PLoS Pathog 14 (1), e1006821

Abstract

The highly pathogenic avian influenza (HPAI) H5N1 influenza virus has been a public health concern for more than a decade because of its frequent zoonoses and the high case fatality rate associated with human infections. Severe disease following H5N1 influenza infection is often associated with dysregulated host innate immune response also known as cytokine storm but the virological and cellular basis of these responses has not been clearly described. We rescued a series of 6:2 reassortant viruses that combined a PR8 HA/NA pairing with the internal gene segments from human adapted H1N1, H3N2, or avian H5N1 viruses and found that mice infected with the virus with H5N1 internal genes suffered severe weight loss associated with increased lung cytokines but not high viral load. This phenotype did not map to the NS gene segment, and NS1 protein of H5N1 virus functioned as a type I IFN antagonist as efficient as NS1 of H1N1 or H3N2 viruses. Instead we discovered that the internal genes of H5N1 virus supported a much higher level of replication of viral RNAs in myeloid cells in vitro but not in epithelial cells and that this was associated with high induction of type I IFN in myeloid cells. We also found that in vivo during H5N1 recombinant virus infection cells of haematopoetic origin were infected and produced type I IFN and proinflammatory cytokines. Taken together our data infer that human and avian influenza viruses are differently controlled by host factors in alternative cell types; internal gene segments of avian H5N1 virus uniquely drove high viral replication in myeloid cells, which triggered an excessive cytokine production, resulting in severe immunopathology.

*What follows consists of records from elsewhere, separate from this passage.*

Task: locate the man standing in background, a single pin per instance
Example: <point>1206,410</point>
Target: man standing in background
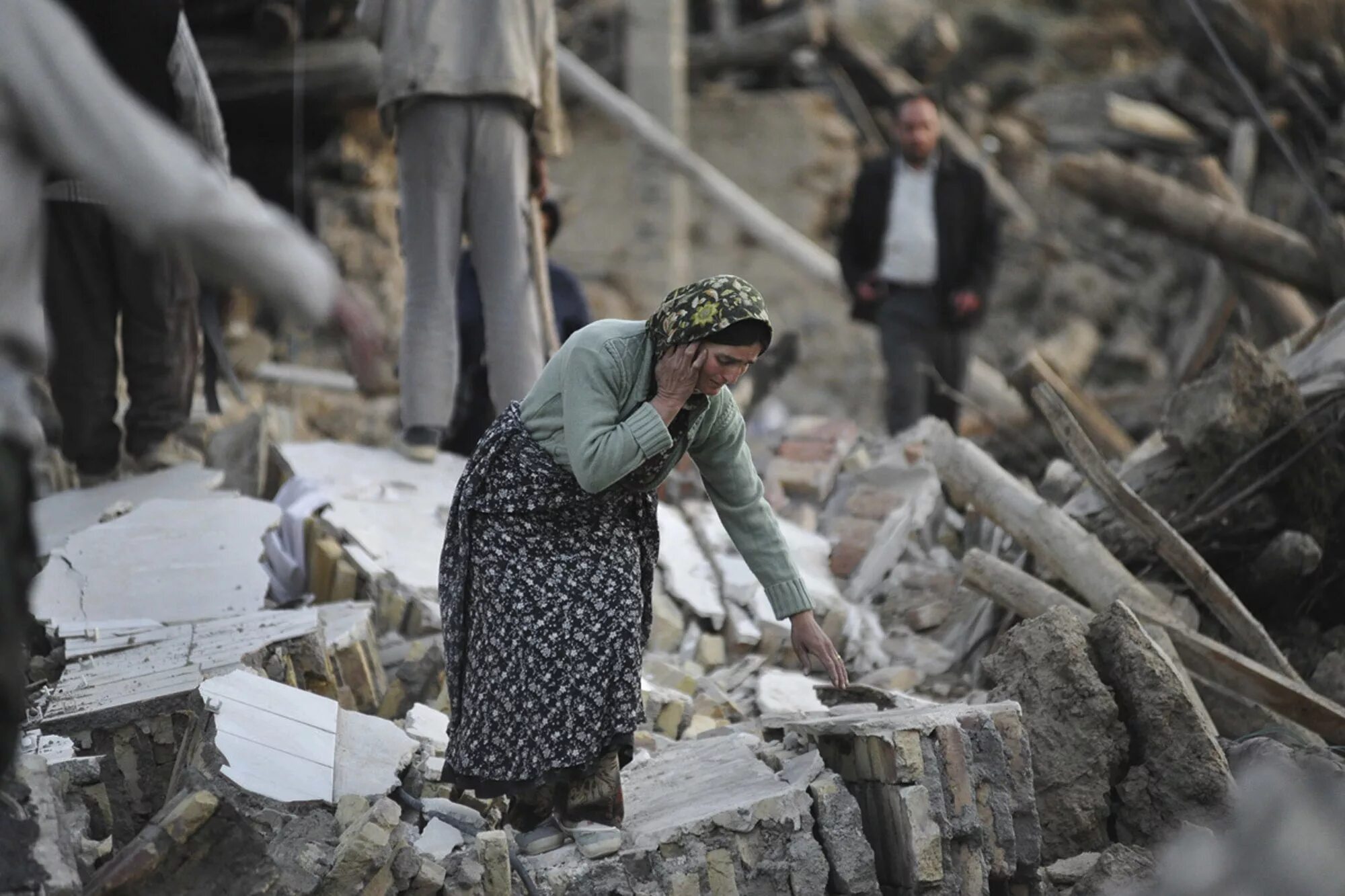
<point>918,255</point>
<point>470,87</point>
<point>63,110</point>
<point>99,276</point>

Klassmann A, Ferretti L (2018)

The third moments of the site frequency spectrum

Theoretical Population Biology 120, 16-28

Abstract

The analysis of patterns of segregating (i.e. polymorphic) sites in aligned sequences is routine in population genetics. Quantities of interest include the total number of segregating sites and the number of sites with mutations of different frequencies, the so-called site frequency spectrum. For neutrally evolving sequences, some classical results are available, including the expected value and variance of the spectrum in the Kingman coalescent model without recombination as calculated by Fu (1995). In this work, we use similar techniques to compute the third moments of the frequencies of three linked sites. Based on these results, we derive analytical results for the bias of Tajima’s D and other neutrality tests. As a corollary, we obtain the second moments of the frequencies of two linked mutations conditional on the presence of a third mutation with a certain frequency. These moments can be used for the normalisation of new neutrality tests relying on these spectra.